DÉCISION DE LA COUR DE CASSATION, DEUXIÈME CHAMBRE CIVILE, DU 23 JANVIER 2020

La société [...], société par actions simplifiée, dont le siège est [...] , a formé le pourvoi n° M 18-24.807 contre l'arrêt rendu le 21 septembre 2018 par la cour d'appel de Paris (pôle 6, chambre 12), dans le litige l'opposant :

1°/ à M. Q... C..., domicilié [...] ,

2°/ à la caisse primaire d'assurance maladie du Val-de-Marne, dont le siège est [...] ,

3°/ au ministre des affaires sociales et de la santé, dont le siège est [...] ,

défendeurs à la cassation.

Le dossier a été communiqué au procureur général.

Sur le rapport de Mme Dudit, conseiller référendaire, les observations écrites de la SCP Rocheteau et Uzan-Sarano, avocat de la société [...], de la SCP Gatineau et Fattaccini, avocat de la caisse primaire d'assurance maladie du Val-de-Marne, de la SCP Thouvenin, Coudray et Grévy, avocat de M. C..., et l'avis de Mme Ceccaldi, avocat général, après débats en l'audience publique du 11 décembre 2019 où étaient présents M. Prétot, conseiller doyen faisant fonction de président, Mme Dudit, conseiller référendaire rapporteur, Mme Vieillard, conseiller, et Mme Besse, greffier de chambre,

la deuxième chambre civile de la Cour de cassation, composée des président et conseillers précités, après en avoir délibéré conformément à la loi, a rendu la présente décision.

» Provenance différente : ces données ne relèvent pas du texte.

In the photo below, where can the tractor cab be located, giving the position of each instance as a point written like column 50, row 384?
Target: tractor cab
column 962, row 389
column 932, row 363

1. Le moyen de cassation annexé, qui est invoqué à l'encontre de la décision attaquée, n'est manifestement pas de nature à entraîner la cassation.

2. En application de l'article 1014, alinéa 1er, du code de procédure civile, il n'y a donc pas lieu de statuer par une décision spécialement motivée sur ce pourvoi.

EN CONSÉQUENCE, la Cour :

REJETTE le pourvoi ;

Condamne la société [...] aux dépens ;

En application de l'article 700 du code de procédure civile, rejette les demandes formées par la société [...] et par la caisse primaire d'assurance maladie du Val-de-Marne et les condamne à payer à M. C..., la somme globale de 3 000 euros ;

Ainsi décidé par la Cour de cassation, deuxième chambre civile, et prononcé par le président en son audience publique du vingt-trois janvier deux mille vingt. MOYEN ANNEXE à la présente décision

Moyen produit par la SCP Rocheteau et Uzan-Sarano, avocat aux Conseils, pour la société [...]

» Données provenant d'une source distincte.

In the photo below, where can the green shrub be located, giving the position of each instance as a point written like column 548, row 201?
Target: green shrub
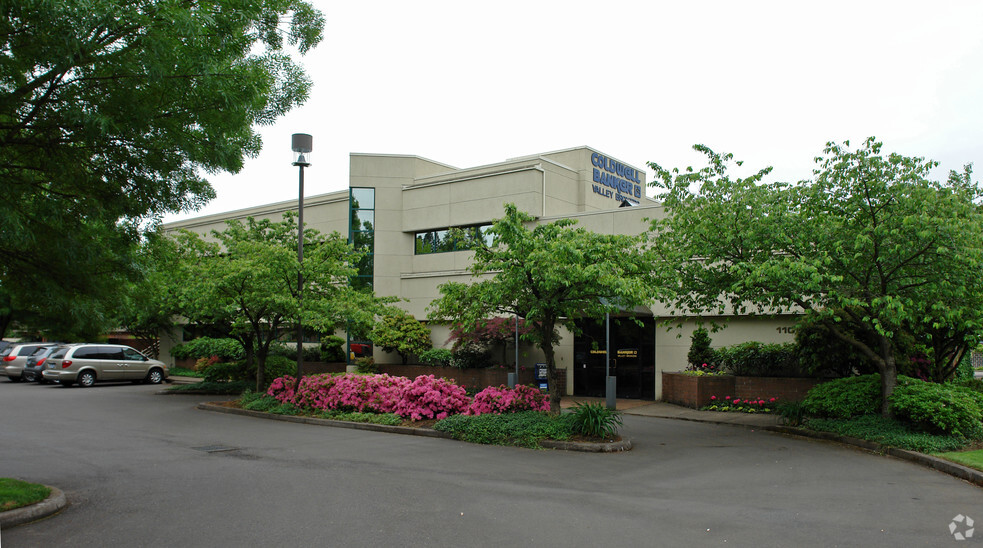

Il est fait grief à l'arrêt attaqué d'AVOIR reconnu la faute inexcusable de la société [...] dans la réalisation de l'accident du travail dont avait été victime M. C... le 9 juillet 2007, ordonné la majoration de la rente à son taux maximum, alloué à M. C... une provision de 5.000 euros à valoir sur l'indemnisation de ses préjudices personnel qui serait avancée par la CPAM du Val de Marne, ordonné une expertise médicale judiciaire et renvoyé l'affaire devant le tribunal des affaires de sécurité sociale de Créteil pour qu'il soit statué sur la liquidation des préjudices de M. C...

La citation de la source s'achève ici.